Tak naprawdę, to nie wiem, czy kością niezgody i decyzji urzędniczki był nieopodatkowany proceder, wykorzystanie mienia państwa bez jego zgody czy inne wartości. Niestety tego nie dowiemy się, gdyż rzecznik prasowy UM we Wrocławiu nie chce komentować gorącej sprawy, a ja akurat chciałbym się dowiedzieć.
Niestety komentarza nie doczekałem się ze strony minister do spraw równości i uważam to za skandal, wszak ileż to razy słyszeliśmy donośne wołania kobiet: „Moje ciało, Moja Sprawa”. Zgodnie z tym hasłem hejt, jaki wylał się na kobietę, uważam za dyskryminujący, ba! Za język nienawiści, bo być może Pani urzędniczka wyrażała swój światopogląd, do którego odebrano jej możliwości.

Uszy po sobie położyły również aktywistki i aktywiszcza, a jeszcze kilka miesięcy temu Pani Jachira zapraszała kobiety, by wzięły sprawy w swoje ręce. No i Pani urzędniczka być może zbyt dosłownie, ale tak zrobiła.
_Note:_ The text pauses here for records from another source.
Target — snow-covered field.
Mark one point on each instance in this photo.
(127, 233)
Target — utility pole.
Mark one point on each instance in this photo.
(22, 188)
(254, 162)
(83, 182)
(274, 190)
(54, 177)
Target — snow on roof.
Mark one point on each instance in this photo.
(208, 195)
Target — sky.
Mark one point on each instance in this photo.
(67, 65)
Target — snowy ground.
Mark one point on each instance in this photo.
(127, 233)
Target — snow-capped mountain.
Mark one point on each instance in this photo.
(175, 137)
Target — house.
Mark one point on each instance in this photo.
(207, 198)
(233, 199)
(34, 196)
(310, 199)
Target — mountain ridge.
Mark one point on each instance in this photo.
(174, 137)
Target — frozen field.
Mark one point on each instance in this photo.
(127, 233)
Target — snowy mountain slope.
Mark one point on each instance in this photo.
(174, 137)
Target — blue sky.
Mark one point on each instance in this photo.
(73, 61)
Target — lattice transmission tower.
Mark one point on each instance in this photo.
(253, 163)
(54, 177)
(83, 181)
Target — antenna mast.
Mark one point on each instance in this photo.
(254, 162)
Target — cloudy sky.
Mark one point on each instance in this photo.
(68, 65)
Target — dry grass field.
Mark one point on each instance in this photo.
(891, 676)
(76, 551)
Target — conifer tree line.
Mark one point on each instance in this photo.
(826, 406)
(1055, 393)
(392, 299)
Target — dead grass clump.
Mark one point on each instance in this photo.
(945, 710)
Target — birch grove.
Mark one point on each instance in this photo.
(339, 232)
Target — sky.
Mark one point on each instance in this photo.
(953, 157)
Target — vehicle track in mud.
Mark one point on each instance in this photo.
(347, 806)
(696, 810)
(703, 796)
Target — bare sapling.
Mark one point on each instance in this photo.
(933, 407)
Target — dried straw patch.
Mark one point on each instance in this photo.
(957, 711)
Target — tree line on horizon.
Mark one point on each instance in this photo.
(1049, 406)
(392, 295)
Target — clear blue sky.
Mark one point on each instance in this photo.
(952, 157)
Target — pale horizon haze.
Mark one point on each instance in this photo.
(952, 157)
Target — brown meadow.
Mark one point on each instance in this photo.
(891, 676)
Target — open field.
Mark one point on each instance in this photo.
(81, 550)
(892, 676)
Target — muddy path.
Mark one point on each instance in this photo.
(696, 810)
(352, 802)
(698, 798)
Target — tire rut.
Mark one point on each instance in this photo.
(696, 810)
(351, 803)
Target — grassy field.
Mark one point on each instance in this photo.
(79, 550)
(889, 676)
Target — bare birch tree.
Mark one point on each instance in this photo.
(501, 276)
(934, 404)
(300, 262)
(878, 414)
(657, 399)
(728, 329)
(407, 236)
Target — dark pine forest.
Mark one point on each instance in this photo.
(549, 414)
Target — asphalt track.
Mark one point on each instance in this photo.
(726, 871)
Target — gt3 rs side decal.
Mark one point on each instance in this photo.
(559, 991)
Ta sama Pani Jachira z mównicy poselskiej grzmiała, jakim prawem polityka wchodzi do sypialni Polek?
Skoro różne drag queen, feministki i inne alfabety mogą wyrażać siebie czyniąc, to na ulicach, które są miejscami publicznymi, to dlaczego urzędniczka, nie może wyrażać siebie w miejscu publicznym, jakim jest urząd miasta?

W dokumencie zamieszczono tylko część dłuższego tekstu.